Here I try to give a simple example:

Block[{x, xx, y, yy},
  xx = Table[Compile`GetElement[x, i], {i, 1, 12}];
  
  With[{code = Power[Total[Power[x, 24]], 1/24]},
   
   f = Function @@ {x, code /. Compile`GetElement -> Indexed};
   
   cf = Compile[{{x, _Real, 1}},
     code,
     CompilationTarget -> "C",
     RuntimeAttributes -> {Listable},
     RuntimeOptions -> "Speed"
     ];
   
   cpf = Compile[{{x, _Real, 1}},
     code,
     CompilationTarget -> "C",
     RuntimeAttributes -> {Listable},
     Parallelization -> True,
     RuntimeOptions -> "Speed"
     ];
   
   ];
  ];

Now the test results (from my Intel Haswell 4 Core CPU):

n = 100000; X = RandomReal[{-1, 1}, {n, 12}];

a1 = Map[f, X]; // AbsoluteTiming // First 

a2 = Map[cf, X]; // AbsoluteTiming // First 

a3 = Map[cpf, X]; // AbsoluteTiming // First

a4 = ParallelMap[f, X]; // AbsoluteTiming // First 

a5 = ParallelMap[cf, X]; // AbsoluteTiming // First 

a6 = ParallelMap[cpf, X]; // AbsoluteTiming // First

a7 = cf[X]; // AbsoluteTiming // First 

a8 = cpf[X]; // AbsoluteTiming // First

a1 == a2 == a3 == a4 == a5 == a6 == a7 == a8

0.271289

0.025701

0.032341

2.30748

1.98798

1.98874

0.024378

0.010684

True

As you see, ParallelMap is very bad in this case. The major reason is that the loop iterates are just too small to justify the (immense!) overhead of Parallel.

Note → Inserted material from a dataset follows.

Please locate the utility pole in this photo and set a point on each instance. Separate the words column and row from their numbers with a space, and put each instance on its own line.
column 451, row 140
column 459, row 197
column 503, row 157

We can also see from this that Parallelization->True is only active in conjuction with RunTimeAttributes->{Listable} and the latter is activle only if the function is called in the Listable way.

But with both activated, it is almost as fast as built-in vectorization

a9 = Power[Total[Power[X, 24], {2}], 1/24]; // AbsoluteTiming // First
a8 == a9

0.009269

True

This is a very simple loop and the ratio between memory accesses and floating point operations is really bad. So other loops may behave differently.